This New Bullet-Like Drone By BAE Can Reach 0.75 Mach And Carry 1100 Pounds

According to an organizational press release, the Defense contractor BAE Systems has revealed the designs of two new drone systems at the Royal International Air Tattoo (RAIT), the Royal Air Force’s annual air show event.

BAE’s new drone designs meet the militaries’ requirements where they are looking for drones that work with the latest technologies and offer a mix of capabilities, paving the way for a customized deployment in line with the requirements of the mission at the forefront.

BAE Systems has not given these drones any specific brand names and continues to call them Concepts.

Smaller among the two designs which have been announced so far, Concept 1 has been dubbed as an “expendable drone” but is also designed to be recovered easily. This twin-tailed drone has a fuselage like a bullet and has an air intake placed on the top rear portion, suggesting that is powered by a jet engine.

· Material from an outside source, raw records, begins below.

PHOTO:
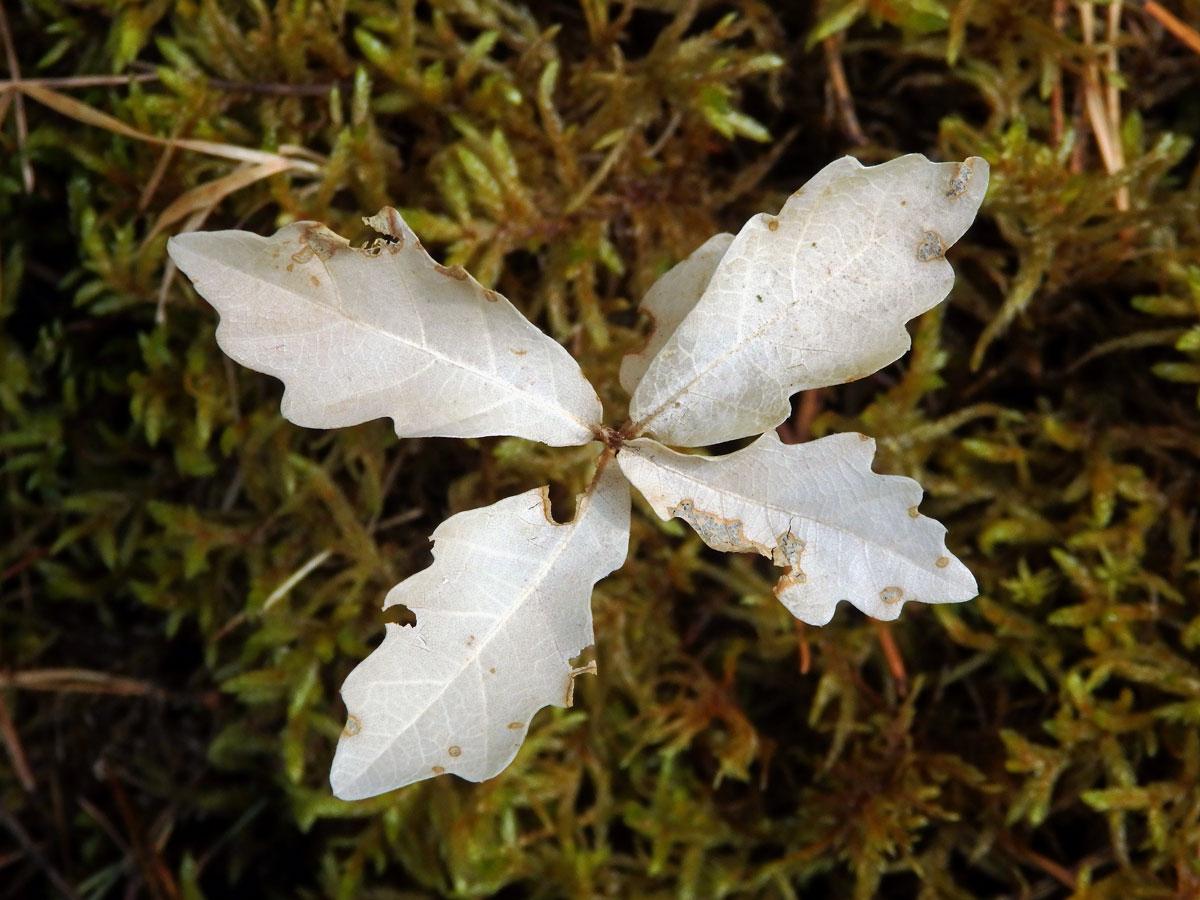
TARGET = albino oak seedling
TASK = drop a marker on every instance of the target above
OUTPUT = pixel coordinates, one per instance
(813, 297)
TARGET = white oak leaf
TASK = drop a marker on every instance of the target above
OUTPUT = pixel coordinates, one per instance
(816, 295)
(499, 615)
(840, 531)
(383, 330)
(669, 300)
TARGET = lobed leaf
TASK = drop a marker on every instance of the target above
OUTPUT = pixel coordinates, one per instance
(499, 615)
(840, 531)
(669, 300)
(383, 330)
(813, 297)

According to the brochure released by the company, the drone can fly at speeds up to 0.5 Mach and has a service height of 30,000 feet (9,144 m). Launched from a rail-type catapult, the drone does not need a runway to be deployed and is recovered using a parachute and kept in its containerized storage system. When in the air, the drone can carry a maximum payload of 88 pounds (40 kg) and stay in the air for up to four hours.

BAE’s second design provides the advantages of containerized storage but also follows a more conventional launch and recovery approach by using the runway. Constructed in a modular fashion, the drone has a maximum service altitude of 40,000 feet (12,192 m) and boasts a cruise speed of 0.75 Mach. With its internal payload capacity of 1,100 pounds (500 kg), the Concept 2 can fly for up to five hours.

They both can be deployed for ISR missions.

Both the drones are also capable of engaging in electronic warfare by carrying payloads that can work to jam radio signals while also being equipped with technology that enables them to either solo or as part of the swarm.

BAE’s claim of “goal-based autonomy” on these systems means that drones can carry out specific tasks needed to achieve mission goals without requiring further human input. This ability assumes importance as BAE Systems is also involved in the development of the sixth-generation air combat systems for the UK.